SDG 8: Decent Work and Economic Growth | SDG 9: Industry, Innovation and Infrastructure | SDG 17: Partnerships for the Goals
Department for Promotion of Industry and Internal Trade (DPIIT) | Ministry of Commerce and Industry
The Union Cabinet has approved the establishment of the Startup India Fund of Funds 2.0 (Startup India FoF 2.0) with a total corpus of ₹10,000 crore to mobilize long-term venture capital for the nation’s innovation ecosystem. Building on the success of FFS 1.0—which catalyzed over ₹25,500 crore of investment into more than 1,370 startups—the 2.0 framework introduces a segmented approach specifically targeting Deep Tech, tech-driven innovative manufacturing, and early-growth stage founders. Since the launch of the Startup India initiative in 2016, the ecosystem has grown from fewer than 500 to over 2 lakh DPIIT-recognised startups, with 2025 marking the highest annual registrations to date. By prioritizing high-risk capital gaps and encouraging investments beyond major metros, the Fund aims to position India as a global innovation hub while advancing the national vision of Viksit Bharat @ 2047.

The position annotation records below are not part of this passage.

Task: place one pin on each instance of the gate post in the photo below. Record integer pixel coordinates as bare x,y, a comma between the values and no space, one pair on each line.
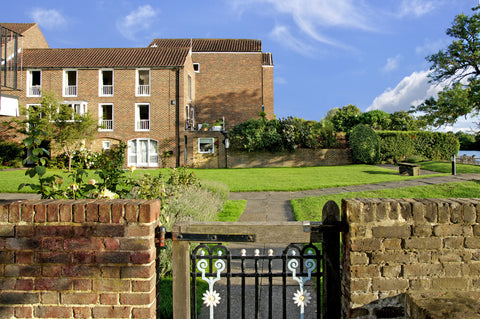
331,263
181,279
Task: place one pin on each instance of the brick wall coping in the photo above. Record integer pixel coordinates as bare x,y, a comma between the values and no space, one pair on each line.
117,211
435,305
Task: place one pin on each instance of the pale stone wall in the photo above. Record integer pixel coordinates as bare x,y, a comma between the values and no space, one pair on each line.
396,247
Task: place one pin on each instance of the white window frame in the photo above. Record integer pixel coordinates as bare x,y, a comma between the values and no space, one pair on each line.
143,90
190,87
101,86
203,140
142,125
197,70
70,90
106,145
151,156
82,107
28,113
109,126
31,90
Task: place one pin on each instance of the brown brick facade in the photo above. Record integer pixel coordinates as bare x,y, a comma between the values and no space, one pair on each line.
232,85
234,82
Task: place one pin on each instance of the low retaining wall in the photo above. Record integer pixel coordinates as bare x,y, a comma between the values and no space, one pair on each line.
299,158
395,247
78,259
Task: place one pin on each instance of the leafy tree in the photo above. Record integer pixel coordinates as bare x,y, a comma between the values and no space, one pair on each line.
376,119
458,64
365,145
60,124
467,141
346,118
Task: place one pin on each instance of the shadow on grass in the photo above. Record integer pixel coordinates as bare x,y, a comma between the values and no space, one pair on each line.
381,173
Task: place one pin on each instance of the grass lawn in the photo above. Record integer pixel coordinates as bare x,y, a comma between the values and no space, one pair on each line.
299,178
446,167
310,208
255,179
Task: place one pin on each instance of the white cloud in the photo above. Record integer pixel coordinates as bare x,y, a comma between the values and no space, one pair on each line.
392,63
282,35
411,91
416,8
313,17
48,18
137,22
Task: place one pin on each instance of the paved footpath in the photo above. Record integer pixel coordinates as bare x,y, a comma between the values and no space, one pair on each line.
275,206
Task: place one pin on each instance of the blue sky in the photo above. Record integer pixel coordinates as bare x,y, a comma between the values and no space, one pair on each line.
327,53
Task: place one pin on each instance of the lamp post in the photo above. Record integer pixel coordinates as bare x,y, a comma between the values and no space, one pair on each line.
454,165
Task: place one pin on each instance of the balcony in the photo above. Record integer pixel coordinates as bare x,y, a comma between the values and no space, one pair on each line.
70,90
143,89
107,90
35,90
106,125
143,125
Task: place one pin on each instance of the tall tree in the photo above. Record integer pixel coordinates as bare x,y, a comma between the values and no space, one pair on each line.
345,118
60,124
459,66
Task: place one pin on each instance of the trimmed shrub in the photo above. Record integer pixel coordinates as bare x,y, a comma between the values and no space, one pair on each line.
429,145
11,153
365,145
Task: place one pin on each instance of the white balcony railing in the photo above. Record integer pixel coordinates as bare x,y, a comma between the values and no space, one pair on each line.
106,125
107,90
143,125
71,90
35,90
143,89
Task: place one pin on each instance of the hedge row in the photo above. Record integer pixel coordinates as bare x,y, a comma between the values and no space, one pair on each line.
428,145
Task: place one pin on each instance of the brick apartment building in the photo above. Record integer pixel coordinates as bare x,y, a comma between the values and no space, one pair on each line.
152,98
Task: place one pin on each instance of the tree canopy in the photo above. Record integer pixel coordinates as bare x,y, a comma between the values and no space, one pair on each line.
458,66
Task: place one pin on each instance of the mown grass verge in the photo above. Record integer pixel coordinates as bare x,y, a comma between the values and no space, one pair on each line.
254,179
310,208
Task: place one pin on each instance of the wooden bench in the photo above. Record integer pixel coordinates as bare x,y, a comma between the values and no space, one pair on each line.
408,169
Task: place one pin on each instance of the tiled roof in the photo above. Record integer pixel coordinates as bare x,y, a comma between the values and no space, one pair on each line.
18,27
104,58
267,59
211,45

Key Pillars of the Startup India FoF 2.0 Framework
Deep Tech & Innovative Manufacturing: Directing patient, long-term capital toward breakthroughs in high-tech areas critical for self-reliance.

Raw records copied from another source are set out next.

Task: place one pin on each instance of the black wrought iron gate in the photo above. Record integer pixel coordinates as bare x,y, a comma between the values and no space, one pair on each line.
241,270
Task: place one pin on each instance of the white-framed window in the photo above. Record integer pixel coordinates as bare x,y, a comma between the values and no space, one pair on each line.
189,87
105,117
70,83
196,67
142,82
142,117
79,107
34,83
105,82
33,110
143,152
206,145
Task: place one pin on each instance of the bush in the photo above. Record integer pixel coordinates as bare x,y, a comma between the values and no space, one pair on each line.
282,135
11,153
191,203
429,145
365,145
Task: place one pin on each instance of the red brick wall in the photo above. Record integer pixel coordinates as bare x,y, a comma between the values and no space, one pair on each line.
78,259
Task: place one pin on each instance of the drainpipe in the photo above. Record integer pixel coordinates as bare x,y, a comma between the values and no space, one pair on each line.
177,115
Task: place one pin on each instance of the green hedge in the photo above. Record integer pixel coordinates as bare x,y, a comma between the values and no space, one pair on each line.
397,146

Early-Growth Stage Support: Providing a critical safety net for new ideas to reduce early-stage failures caused by lack of funding.
National Innovation Reach: Incentivizing venture capital investment beyond major metropolitan hubs to ensure thriving innovation across all regions.
Domestic VC Base Strengthening: Focusing on supporting smaller and domestic funds to bolster India’s internal investment landscape.
Leveraging FFS 1.0 Momentum: Building on a decade of efforts that supported 145 Alternative Investment Funds (AIFs) across sectors like AI, Space Tech, and Biotech.
What is a “Fund of Funds” (FoF)? A Fund of Funds is a strategic investment vehicle that does not invest directly in startups, but instead invests in other specialized venture capital funds, known as Alternative Investment Funds (AIFs). In the context of Startup India FoF 2.0, the ₹10,000 crore corpus acts as a “catalyst” or force-multiplier; by committing capital to smaller, specialized funds, the government “crowds in” private capital from other investors. This model ensures that for every rupee of government money, multiple rupees of private venture capital are mobilized, effectively addressing the “high-risk capital gap” that often prevents deep-tech and innovative manufacturing startups from scaling.
Policy Relevance
The launch of FoF 2.0 represents a transition from ecosystem building to “Strategic Industrial Scaling”, ensuring that India’s 2 lakh startups can move from software-as-a-service (SaaS) into high-precision, deep-tech manufacturing.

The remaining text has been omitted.